Bruderschaft bestätigt bevorstehende Ausreise.

Weihbischof Richard WilliamsonBuenos Aires (kathnews). Wie Radio Vatikan berichtet, habe die Priesterbruderschaft St. Pius X. mitgeteilt, dass Weihbischof Richard Williamson Argentinien verlassen werde. In welches Land er ausreise, werde die Priesterbruderschaft in Europa entscheiden, heißt es in dem Bericht. Am Donnerstag der vergangenen Woche war bekannt geworden, dass die argentinische Regierung dem Weihbischof eine Frist von zehn Tagen setzt, um das Land zu verlassen. Anderenfalls droht Williamson die Ausweisung aus Argentinien. Kathnews berichtete. Am Wochenende berichteten dann zahlreiche Medien, dass Weihbischof Williamson untergetaucht sei, um der Abschiebung durch die argentinische Regierung zu entkommen.

Unterdessen droht Williamson in Europa neuer Ärger. Die „Internationale Liga gegen Rassismus und Antisemitismus“ werde in den kommenden Tagen in Frankreich Anzeige gegen Weihbischof Richard Williamson erstatten, meldet die französische Tageszeitung „Le Figaro“. Seit 1990 steht in Frankreich die Leugnung von Verbrechen gegen die Menschlichkeit unter Strafe.

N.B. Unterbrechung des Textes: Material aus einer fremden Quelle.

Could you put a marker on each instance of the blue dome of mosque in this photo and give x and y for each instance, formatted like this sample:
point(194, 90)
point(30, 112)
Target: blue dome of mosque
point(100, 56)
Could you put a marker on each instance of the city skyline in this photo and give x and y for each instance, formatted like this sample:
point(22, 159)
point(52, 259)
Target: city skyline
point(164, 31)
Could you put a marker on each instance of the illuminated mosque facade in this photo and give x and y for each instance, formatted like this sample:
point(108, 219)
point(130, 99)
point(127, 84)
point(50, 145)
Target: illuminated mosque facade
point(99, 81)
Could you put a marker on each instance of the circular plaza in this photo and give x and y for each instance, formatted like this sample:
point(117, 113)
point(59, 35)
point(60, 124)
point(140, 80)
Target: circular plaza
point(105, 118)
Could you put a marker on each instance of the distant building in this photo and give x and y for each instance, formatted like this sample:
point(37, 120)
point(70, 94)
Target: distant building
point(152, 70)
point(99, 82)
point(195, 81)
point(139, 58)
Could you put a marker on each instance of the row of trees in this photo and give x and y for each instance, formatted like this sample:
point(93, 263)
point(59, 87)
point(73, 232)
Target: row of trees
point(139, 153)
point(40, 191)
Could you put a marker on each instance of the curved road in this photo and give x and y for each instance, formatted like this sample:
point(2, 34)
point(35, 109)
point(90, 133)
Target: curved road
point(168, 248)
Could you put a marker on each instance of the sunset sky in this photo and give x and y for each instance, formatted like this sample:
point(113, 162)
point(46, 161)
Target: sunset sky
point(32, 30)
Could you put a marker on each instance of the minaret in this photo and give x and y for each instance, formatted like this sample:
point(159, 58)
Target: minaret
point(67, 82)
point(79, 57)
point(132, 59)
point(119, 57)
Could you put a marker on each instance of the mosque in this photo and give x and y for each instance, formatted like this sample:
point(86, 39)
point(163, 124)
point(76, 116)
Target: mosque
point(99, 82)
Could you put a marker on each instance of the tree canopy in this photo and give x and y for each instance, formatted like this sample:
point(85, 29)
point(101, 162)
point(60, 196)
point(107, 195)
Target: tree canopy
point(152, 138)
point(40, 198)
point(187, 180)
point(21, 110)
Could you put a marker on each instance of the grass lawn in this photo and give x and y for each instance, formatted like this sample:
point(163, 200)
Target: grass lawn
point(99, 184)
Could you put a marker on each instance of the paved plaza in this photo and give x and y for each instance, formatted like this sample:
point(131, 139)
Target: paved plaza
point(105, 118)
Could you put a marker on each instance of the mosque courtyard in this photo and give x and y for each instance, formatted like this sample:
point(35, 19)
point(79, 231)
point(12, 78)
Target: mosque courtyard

Richard Williamson drohen in Frankreich bis zu einem Jahr Haft oder hohe Bußgelder. Eine Einreise Williamsons nach Frankreich scheint also eher unwahrscheinlich.

Auch ein künftiger Aufenthalt in der Bundesrepublik Deutschland gilt als ausgeschlossen, da die Staatsanwaltschaft Regensburg bereits ein Ermittlungsverfahren gegen den 68-jährigen Geistlichen eingeleitet hat. In Deutschland ist die Leugnung des Holocaust gemäß § 130 des Strafgesetzbuches eine Straftat. Auch in Österreich, dem Fürstentum Liechtenstein und der Schweiz drohen empfindliche Strafen für die Leugnung der Verbrechen des Naziregimes.